= Edward Shawcross =

British historian

Edward Shawcross is a British historian. He studied at Oxford University and University College London, obtaining his PhD from the latter. His research has focused on French imperialism in Latin America and intellectual trends in the Second Mexican Empire. His first book The Last Emperor of Mexico, based on the life of Emperor Maximilian, was well-received in the British press as well as the Wall Street Journal in the U.S. It received praise from among others, British historian of Mexico Matthew Restall, and Martyn Rady, author of The Hapsburgs: To Rule the World. The book was listed in the Sunday Times Best History Books of the Year 2022. The U.S. and U.K. subtitles of The Last Emperor of Mexico differ, with the U.S. edition, published by Basic Books in 2021, subtitled The Dramatic Story of the Habsburg Archduke Who Created a Kingdom in the New World, and the 2022 U.K. edition by Faber & Faber subtitled A Disaster in the New World.

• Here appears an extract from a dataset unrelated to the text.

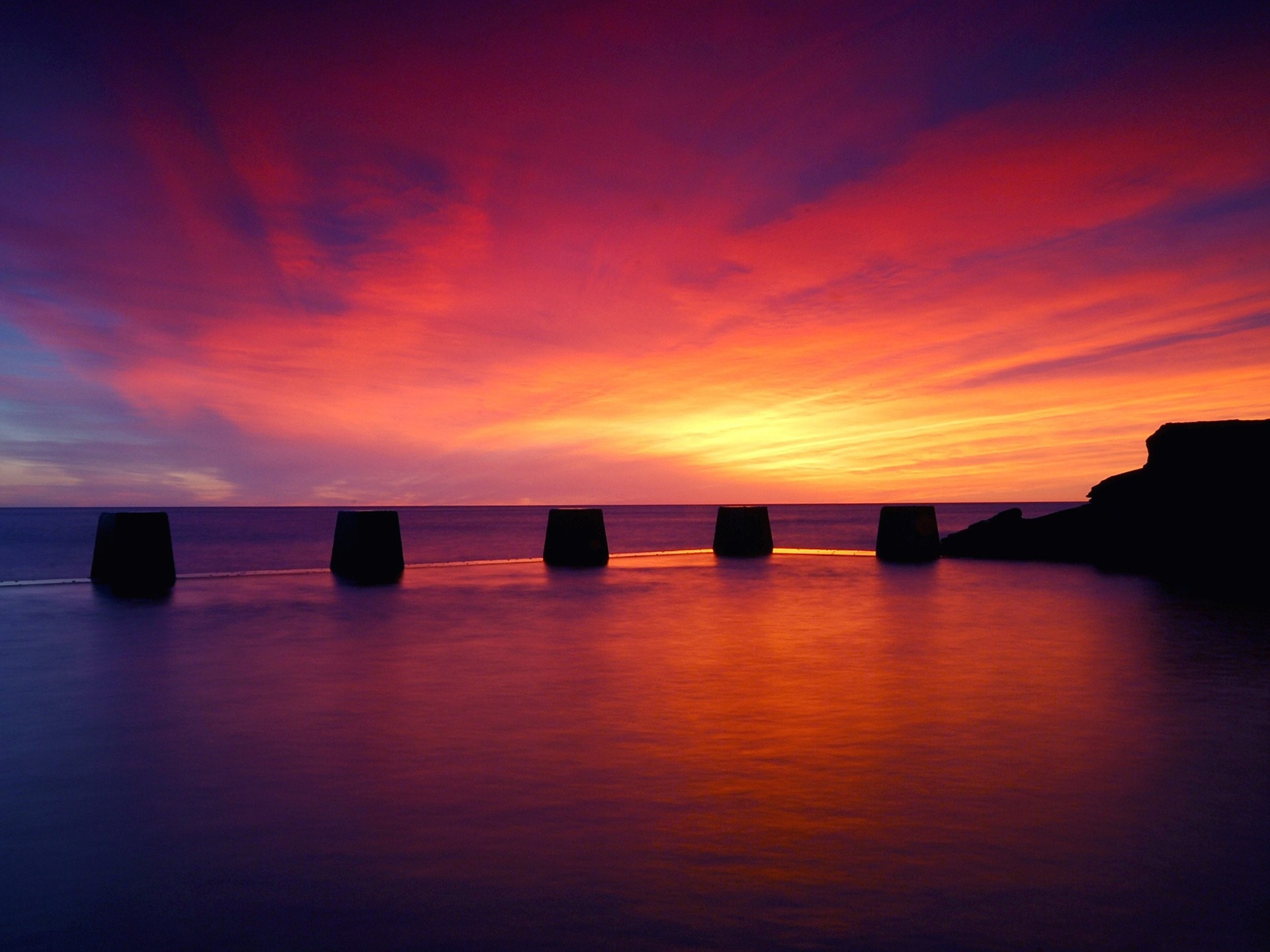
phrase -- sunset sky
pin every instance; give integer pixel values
(624, 253)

In 2026, Faber & Faber published Shawcross's The People's Emperor: The Unlikely Rise and Spectacular Fall of Napoleon III. In 2026, the publishing house Obroty published a Polish edition of Shawcross's book about Emperor Maximilian entitled Ostatni cesarz Meksyku. Habsburskie królestwo w Nowym Świecie translated by Piotr Chojnacki and Katarzyna Bażyńska-Chojnacka.